Dark Souls had some infamous moments for enemies popping out from around a corner, catching you off-guard with mimics, and other traps, but Lies of P literally does this two or three times between every Stargazer. It’s good design but it winds up being a little tiresome and trite- there’s only so many times you’re going to be startled when you walk towards an item and get surprised by an enemy leaping out from behind a pillar in your blind spot. You know exactly what’s going to happen once you approach the item, but it’s like playing Dungeons and Dragons with a DM who really, really likes to place traps around every chest and corner. Some of the traps are especially cleverly designed, but enemies from your blind spot that you couldn’t possibly see coming happens a tremendous amount in the final areas of Lies of P, to the extent that it had become an expected matter of course: just drink your Pulse Cell to heal and move on.

That being said, the environmental design is great. The city of Krat and its surroundings is an absolutely amazing place to explore, and each subsequent location you go to, like a poison swamp or majestic cathedral, are beautifully designed with all sorts of goodies to loot. Boss design is where Lies of P really cranks up the challenge, with flurries of rapid attacks that will absolutely demand you learn how to avoid damage whenever you can. Some bosses can be large and intimidating, like a giant clown robot or swamp monster covered in tentacles, but I found the human-sized bosses, especially the one that wielded a lightning-powered claymore, gave me more trouble than anything.

The sound design of Lies of P is excellent, as you’ll always know when an enemy is looming around the corner thanks to unearthly guttural noises and the strange clicking and whirring sounds among a whole host of effects that help unsettle you as you turn any and every corner. I actually felt palpable relief in Lies of P when killing an enemy on my climb up a tower, and the echoes of footsteps, gurgling, and other noises suddenly stopped- I used the audio cues to determine that I killed everything in the area and could now loot in peace. To add onto this, the music is excellently done too, both in stages as well as with the numerous collectible records you can find throughout the adventure so P can gain humanity.

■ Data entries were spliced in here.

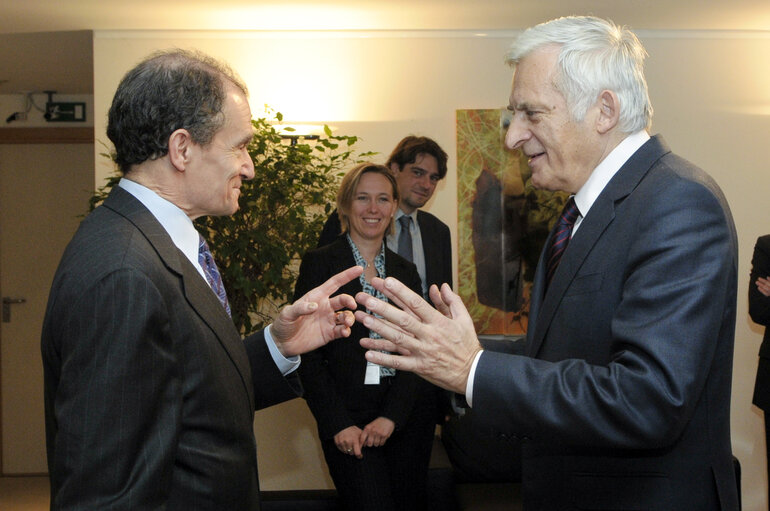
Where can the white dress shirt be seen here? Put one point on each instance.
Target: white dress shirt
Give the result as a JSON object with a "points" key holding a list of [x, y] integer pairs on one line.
{"points": [[184, 235]]}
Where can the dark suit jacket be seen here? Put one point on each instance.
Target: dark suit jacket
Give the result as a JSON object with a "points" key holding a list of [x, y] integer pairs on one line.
{"points": [[759, 310], [436, 243], [150, 391], [623, 401], [333, 376]]}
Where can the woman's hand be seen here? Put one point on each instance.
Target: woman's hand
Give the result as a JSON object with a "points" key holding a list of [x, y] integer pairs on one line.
{"points": [[349, 442], [377, 432]]}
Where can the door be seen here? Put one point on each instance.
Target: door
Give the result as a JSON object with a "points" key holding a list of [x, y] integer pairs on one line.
{"points": [[43, 189]]}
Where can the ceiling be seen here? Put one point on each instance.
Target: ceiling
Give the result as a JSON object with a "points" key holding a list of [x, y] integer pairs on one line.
{"points": [[46, 44]]}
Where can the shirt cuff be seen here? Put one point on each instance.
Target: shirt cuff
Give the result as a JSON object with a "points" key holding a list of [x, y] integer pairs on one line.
{"points": [[471, 376], [285, 365]]}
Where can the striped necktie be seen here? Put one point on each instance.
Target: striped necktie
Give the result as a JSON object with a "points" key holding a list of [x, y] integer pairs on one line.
{"points": [[561, 237], [405, 238], [213, 277]]}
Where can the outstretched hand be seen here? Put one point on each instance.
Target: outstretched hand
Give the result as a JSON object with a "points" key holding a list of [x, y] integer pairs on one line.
{"points": [[438, 345], [315, 319]]}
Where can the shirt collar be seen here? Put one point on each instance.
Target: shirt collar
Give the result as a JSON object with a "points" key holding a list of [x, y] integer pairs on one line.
{"points": [[176, 223], [609, 166]]}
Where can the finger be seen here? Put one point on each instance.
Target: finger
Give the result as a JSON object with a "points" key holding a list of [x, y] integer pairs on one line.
{"points": [[331, 286], [343, 301], [297, 309], [340, 331], [400, 341], [357, 450], [398, 362], [381, 344], [404, 297], [438, 302], [344, 318]]}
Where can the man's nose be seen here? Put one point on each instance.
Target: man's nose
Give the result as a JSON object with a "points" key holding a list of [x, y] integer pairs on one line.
{"points": [[517, 133], [247, 171]]}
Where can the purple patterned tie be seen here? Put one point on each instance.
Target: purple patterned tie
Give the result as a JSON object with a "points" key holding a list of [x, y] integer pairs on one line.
{"points": [[561, 236], [213, 277]]}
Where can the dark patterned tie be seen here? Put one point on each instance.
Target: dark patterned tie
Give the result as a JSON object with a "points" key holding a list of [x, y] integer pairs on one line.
{"points": [[405, 238], [213, 277], [561, 237]]}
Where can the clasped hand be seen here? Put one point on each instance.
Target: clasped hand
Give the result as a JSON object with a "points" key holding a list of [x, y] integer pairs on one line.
{"points": [[353, 439], [437, 344]]}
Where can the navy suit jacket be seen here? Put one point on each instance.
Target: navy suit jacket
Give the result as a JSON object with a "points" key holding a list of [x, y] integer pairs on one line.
{"points": [[150, 391], [436, 243], [759, 310], [622, 401]]}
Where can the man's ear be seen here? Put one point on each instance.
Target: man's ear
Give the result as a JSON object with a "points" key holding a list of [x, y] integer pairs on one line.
{"points": [[609, 111], [180, 146]]}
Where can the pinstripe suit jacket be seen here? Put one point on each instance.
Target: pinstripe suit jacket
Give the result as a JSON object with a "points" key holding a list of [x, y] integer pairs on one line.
{"points": [[149, 390]]}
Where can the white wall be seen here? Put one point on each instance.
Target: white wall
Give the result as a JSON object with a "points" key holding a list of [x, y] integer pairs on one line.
{"points": [[711, 92]]}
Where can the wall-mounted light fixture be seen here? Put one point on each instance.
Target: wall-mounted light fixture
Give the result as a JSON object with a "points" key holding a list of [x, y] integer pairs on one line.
{"points": [[295, 132]]}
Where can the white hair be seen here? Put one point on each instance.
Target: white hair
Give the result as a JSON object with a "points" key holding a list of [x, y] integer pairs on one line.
{"points": [[594, 55]]}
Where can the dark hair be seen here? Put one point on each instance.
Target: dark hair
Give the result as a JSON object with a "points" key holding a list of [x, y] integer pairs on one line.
{"points": [[410, 147], [167, 91], [348, 190]]}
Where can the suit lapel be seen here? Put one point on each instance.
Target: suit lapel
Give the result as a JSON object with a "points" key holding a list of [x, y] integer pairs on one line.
{"points": [[197, 292], [429, 244], [599, 217]]}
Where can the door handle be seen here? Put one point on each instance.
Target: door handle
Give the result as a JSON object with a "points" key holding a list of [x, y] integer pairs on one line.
{"points": [[7, 302]]}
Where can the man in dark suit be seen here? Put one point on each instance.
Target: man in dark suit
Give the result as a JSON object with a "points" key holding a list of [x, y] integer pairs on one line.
{"points": [[759, 310], [622, 399], [150, 391], [418, 164]]}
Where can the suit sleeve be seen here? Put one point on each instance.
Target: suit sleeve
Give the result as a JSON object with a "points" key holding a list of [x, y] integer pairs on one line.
{"points": [[119, 398], [675, 306], [324, 402], [270, 386], [759, 304]]}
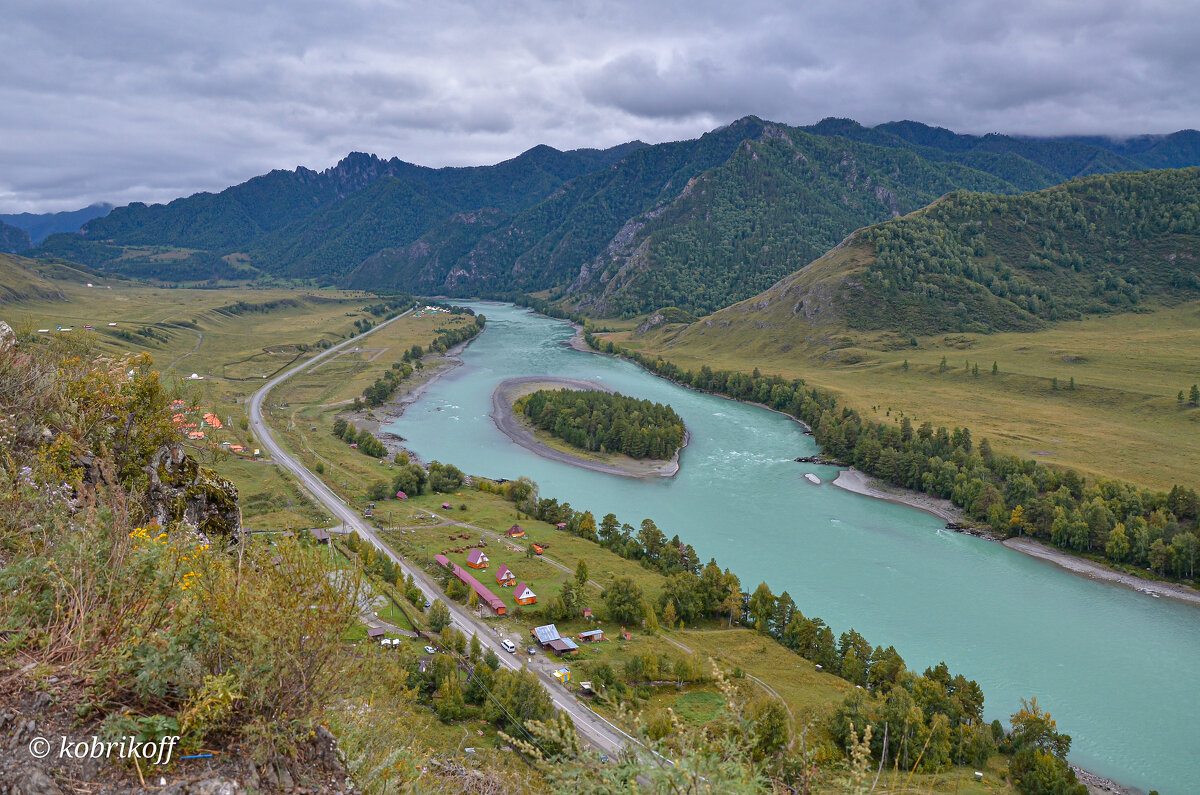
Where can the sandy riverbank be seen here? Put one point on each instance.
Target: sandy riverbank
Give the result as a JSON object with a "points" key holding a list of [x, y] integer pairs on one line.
{"points": [[521, 432], [1095, 571], [861, 483], [864, 484], [411, 390]]}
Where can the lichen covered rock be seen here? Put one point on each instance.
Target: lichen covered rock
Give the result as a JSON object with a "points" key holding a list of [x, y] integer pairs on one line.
{"points": [[183, 491]]}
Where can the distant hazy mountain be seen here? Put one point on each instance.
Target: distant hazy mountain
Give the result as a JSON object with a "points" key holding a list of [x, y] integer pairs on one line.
{"points": [[41, 226], [12, 239], [694, 223]]}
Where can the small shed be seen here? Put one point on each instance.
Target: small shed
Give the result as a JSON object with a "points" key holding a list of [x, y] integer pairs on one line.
{"points": [[525, 595], [562, 646], [545, 634]]}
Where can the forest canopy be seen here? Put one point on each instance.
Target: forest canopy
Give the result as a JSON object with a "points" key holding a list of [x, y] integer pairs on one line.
{"points": [[605, 422]]}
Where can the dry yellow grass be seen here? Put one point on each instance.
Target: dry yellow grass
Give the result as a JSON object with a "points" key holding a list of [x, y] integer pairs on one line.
{"points": [[1122, 419]]}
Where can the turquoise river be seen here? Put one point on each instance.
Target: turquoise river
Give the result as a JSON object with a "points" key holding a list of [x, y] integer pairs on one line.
{"points": [[1119, 670]]}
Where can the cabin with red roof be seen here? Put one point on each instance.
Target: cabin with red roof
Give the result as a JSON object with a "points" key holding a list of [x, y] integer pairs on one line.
{"points": [[525, 595], [485, 596]]}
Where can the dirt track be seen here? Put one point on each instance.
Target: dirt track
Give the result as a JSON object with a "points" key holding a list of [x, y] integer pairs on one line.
{"points": [[507, 420]]}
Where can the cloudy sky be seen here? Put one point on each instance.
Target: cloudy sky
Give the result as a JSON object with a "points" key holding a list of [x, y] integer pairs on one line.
{"points": [[149, 100]]}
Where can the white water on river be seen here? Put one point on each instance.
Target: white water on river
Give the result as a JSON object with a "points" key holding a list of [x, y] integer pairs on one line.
{"points": [[1119, 670]]}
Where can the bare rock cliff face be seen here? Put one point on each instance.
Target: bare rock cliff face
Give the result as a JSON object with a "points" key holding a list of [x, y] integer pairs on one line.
{"points": [[184, 491]]}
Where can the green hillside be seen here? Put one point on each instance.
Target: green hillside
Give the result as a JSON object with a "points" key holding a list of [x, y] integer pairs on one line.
{"points": [[21, 280], [981, 263]]}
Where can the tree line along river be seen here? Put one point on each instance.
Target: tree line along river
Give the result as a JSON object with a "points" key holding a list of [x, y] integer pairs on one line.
{"points": [[1117, 669]]}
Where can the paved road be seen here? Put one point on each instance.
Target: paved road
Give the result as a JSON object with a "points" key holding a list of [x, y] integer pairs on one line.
{"points": [[591, 727]]}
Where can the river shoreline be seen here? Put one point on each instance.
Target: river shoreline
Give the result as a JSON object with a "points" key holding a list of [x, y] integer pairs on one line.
{"points": [[508, 423], [861, 483], [1090, 569], [377, 419]]}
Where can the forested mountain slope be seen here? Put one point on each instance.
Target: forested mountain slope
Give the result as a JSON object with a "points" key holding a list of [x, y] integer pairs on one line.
{"points": [[277, 216], [42, 225], [977, 262], [694, 223], [12, 239], [781, 199]]}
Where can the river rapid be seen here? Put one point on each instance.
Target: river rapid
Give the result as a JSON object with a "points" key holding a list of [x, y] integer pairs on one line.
{"points": [[1119, 670]]}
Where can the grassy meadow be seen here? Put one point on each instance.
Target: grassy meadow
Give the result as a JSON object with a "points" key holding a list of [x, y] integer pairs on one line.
{"points": [[1121, 420], [232, 347]]}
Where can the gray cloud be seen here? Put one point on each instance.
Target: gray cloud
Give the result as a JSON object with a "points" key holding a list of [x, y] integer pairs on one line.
{"points": [[150, 100]]}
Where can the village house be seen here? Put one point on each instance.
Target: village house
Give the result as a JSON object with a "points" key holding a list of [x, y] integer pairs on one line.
{"points": [[547, 638], [525, 595]]}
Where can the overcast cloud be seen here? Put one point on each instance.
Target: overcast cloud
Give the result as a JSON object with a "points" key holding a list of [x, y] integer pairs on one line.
{"points": [[149, 100]]}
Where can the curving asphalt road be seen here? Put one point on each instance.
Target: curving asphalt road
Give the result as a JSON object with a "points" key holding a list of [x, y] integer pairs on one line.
{"points": [[589, 725]]}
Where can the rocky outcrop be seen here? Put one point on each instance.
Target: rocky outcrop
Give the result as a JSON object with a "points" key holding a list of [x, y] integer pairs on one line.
{"points": [[7, 338], [183, 491]]}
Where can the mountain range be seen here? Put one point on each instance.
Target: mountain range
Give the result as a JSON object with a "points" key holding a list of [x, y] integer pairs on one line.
{"points": [[696, 223], [42, 225], [981, 263]]}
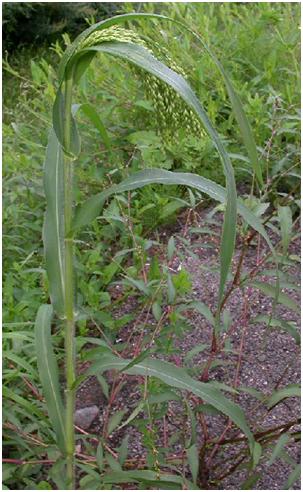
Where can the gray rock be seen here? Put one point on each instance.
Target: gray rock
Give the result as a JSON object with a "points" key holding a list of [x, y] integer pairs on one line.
{"points": [[84, 417]]}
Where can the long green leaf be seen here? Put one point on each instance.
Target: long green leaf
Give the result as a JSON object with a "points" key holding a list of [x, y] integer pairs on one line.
{"points": [[178, 378], [53, 229], [92, 207], [143, 59], [48, 372], [240, 115]]}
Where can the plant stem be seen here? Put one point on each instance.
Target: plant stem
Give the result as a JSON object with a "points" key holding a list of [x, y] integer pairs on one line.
{"points": [[69, 294]]}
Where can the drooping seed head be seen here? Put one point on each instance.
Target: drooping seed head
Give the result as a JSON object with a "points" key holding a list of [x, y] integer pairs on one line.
{"points": [[172, 113]]}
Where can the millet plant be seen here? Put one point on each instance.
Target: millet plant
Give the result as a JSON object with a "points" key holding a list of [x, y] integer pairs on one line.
{"points": [[175, 104]]}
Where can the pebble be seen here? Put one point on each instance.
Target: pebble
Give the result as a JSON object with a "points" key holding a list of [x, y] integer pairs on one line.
{"points": [[84, 417]]}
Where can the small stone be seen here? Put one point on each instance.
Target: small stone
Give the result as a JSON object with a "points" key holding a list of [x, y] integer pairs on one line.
{"points": [[84, 417]]}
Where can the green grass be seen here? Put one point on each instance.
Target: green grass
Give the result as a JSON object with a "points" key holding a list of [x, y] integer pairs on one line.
{"points": [[258, 45]]}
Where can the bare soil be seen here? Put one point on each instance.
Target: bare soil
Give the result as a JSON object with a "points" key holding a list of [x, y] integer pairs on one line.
{"points": [[271, 358]]}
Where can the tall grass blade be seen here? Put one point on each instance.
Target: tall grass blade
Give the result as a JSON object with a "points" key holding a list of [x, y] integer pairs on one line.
{"points": [[48, 372], [237, 106], [92, 207], [143, 59], [53, 230]]}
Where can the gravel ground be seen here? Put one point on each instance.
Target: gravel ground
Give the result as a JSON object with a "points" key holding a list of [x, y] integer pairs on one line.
{"points": [[270, 356]]}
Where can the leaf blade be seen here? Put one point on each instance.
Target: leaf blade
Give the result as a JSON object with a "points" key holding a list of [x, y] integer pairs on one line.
{"points": [[53, 229], [48, 372], [178, 378]]}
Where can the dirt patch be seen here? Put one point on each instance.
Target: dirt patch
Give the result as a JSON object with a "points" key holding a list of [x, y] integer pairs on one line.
{"points": [[270, 355]]}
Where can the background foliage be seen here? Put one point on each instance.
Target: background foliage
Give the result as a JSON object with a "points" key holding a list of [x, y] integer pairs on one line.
{"points": [[258, 44]]}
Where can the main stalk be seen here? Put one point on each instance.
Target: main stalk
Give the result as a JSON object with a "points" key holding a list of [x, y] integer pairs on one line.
{"points": [[69, 293]]}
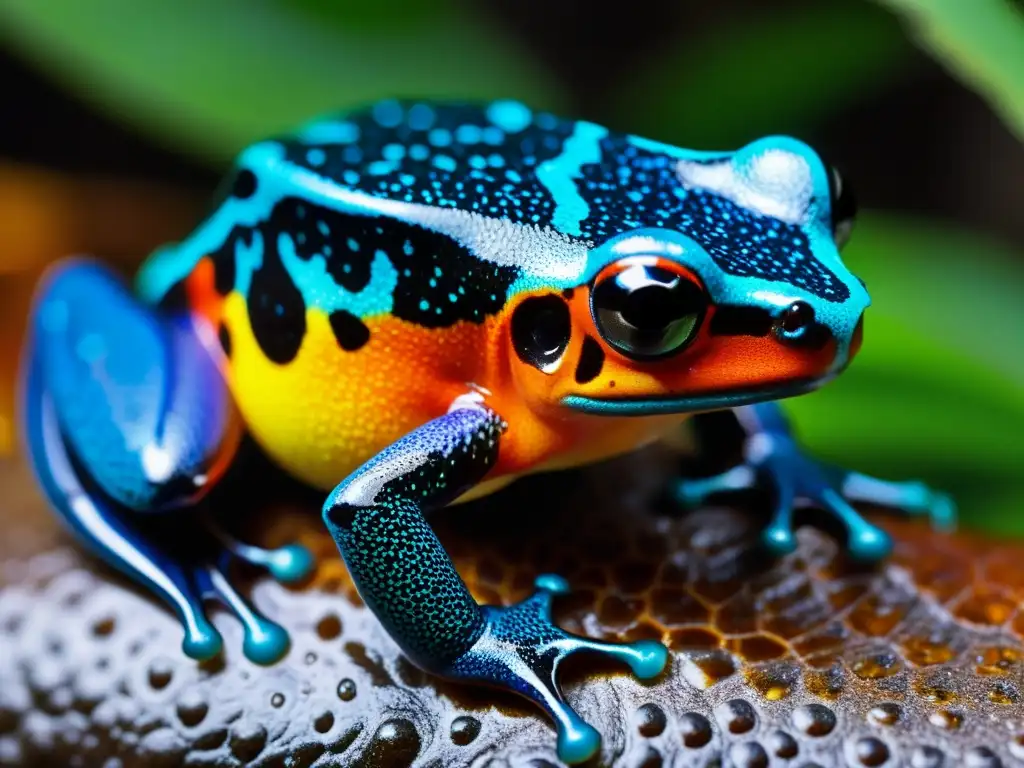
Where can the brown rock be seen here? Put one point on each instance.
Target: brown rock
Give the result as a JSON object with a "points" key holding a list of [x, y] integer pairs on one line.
{"points": [[806, 659]]}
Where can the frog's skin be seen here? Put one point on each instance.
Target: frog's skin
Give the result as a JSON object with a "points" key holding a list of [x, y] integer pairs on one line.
{"points": [[416, 303]]}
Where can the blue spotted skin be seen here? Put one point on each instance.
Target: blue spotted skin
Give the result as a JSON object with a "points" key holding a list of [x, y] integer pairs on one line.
{"points": [[407, 579], [434, 214]]}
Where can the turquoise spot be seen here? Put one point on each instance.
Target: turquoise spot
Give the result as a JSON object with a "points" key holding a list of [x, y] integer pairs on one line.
{"points": [[578, 741], [264, 642], [393, 152], [439, 137], [330, 133], [315, 157], [380, 168], [444, 163], [558, 176], [552, 583], [647, 658], [291, 563], [421, 117], [510, 116], [468, 134], [202, 642]]}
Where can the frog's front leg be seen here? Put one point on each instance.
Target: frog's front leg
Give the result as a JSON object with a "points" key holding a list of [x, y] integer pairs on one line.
{"points": [[125, 415], [406, 578], [772, 458]]}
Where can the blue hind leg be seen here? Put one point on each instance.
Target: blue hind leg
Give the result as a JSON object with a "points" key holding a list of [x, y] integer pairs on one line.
{"points": [[125, 415], [772, 459], [407, 580]]}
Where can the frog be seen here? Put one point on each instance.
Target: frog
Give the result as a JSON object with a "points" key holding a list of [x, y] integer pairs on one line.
{"points": [[410, 304]]}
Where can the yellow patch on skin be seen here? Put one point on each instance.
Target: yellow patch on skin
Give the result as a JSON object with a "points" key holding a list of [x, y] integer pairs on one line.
{"points": [[329, 411]]}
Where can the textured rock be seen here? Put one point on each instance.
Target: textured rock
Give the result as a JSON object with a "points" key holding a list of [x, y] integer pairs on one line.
{"points": [[800, 662]]}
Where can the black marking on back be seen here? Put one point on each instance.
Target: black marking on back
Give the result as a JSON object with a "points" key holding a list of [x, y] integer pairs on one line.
{"points": [[224, 337], [276, 310], [591, 361], [452, 156], [350, 332], [245, 184], [741, 242]]}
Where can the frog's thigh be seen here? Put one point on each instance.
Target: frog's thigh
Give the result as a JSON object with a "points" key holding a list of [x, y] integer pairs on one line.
{"points": [[124, 413]]}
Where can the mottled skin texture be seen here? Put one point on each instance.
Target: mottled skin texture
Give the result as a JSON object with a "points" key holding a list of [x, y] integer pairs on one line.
{"points": [[924, 652], [415, 304]]}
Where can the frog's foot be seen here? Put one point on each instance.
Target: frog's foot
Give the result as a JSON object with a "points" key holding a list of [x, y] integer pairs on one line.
{"points": [[127, 420], [773, 460], [521, 649]]}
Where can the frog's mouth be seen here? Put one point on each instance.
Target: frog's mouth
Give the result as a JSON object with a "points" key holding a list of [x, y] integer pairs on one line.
{"points": [[681, 404]]}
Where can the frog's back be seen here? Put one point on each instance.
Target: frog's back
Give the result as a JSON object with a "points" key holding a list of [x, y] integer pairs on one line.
{"points": [[358, 271]]}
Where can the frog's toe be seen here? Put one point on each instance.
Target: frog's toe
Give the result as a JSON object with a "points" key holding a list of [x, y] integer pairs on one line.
{"points": [[521, 648], [288, 564], [264, 641], [911, 498]]}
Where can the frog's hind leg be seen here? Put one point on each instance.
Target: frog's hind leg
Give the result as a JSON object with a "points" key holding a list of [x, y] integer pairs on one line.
{"points": [[406, 578], [125, 415], [773, 459]]}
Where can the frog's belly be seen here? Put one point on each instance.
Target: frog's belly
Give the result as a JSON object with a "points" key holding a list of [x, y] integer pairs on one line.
{"points": [[329, 411]]}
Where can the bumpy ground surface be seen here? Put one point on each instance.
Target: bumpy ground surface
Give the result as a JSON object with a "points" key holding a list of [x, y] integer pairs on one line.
{"points": [[802, 662]]}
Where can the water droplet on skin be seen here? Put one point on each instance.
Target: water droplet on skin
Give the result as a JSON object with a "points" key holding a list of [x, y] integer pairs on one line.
{"points": [[871, 752], [464, 730], [814, 720], [884, 714], [324, 723], [346, 690], [394, 742], [749, 755], [329, 627], [927, 757], [946, 719], [160, 674], [650, 720], [736, 716], [981, 757], [877, 667], [192, 709], [694, 729]]}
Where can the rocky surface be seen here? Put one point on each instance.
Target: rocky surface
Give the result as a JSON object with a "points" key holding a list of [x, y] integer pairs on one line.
{"points": [[803, 662]]}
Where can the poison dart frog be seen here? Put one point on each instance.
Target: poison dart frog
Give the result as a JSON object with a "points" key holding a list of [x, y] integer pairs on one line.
{"points": [[414, 303]]}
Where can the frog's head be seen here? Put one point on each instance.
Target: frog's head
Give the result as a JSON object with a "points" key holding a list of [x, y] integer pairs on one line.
{"points": [[743, 299]]}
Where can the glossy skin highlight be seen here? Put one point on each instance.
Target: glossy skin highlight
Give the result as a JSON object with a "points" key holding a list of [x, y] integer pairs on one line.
{"points": [[417, 303]]}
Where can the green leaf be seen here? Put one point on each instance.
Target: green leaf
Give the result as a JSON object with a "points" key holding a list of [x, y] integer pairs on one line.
{"points": [[979, 41], [937, 391], [780, 71], [211, 77]]}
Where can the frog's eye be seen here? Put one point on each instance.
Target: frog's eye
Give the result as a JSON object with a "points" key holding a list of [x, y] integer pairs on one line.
{"points": [[647, 307], [844, 208]]}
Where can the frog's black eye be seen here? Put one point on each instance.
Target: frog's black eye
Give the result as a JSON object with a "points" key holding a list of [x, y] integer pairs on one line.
{"points": [[645, 310], [844, 208]]}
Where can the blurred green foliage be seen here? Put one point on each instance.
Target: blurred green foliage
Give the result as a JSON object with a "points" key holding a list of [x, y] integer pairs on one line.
{"points": [[938, 389]]}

There was an absolute ton of care put into Lies of P. Some of the design elements are… frustrating, to say the least, such as how upgrading your dodge is probably something you won’t be able to do until chapters 3 or 4. The largest issue with Lies of P is that it’s extremely difficult. If you really appreciate a challenge and have the patience to practice difficult fights until you succeed, then Lies of P may well be your favorite title of 2023. If you lack patience, think that developers trolling you is unfair, or simply don’t enjoy repeatedly throwing yourself at a brick wall until you eventually figure out the patterns and succeed, Lies of P will likely do nothing but frustrate you. I, personally, had an amazing time in the city of Krat, and can’t wait to see what developer Neowiz will come up with next in their children’s fantasy novel extended universe.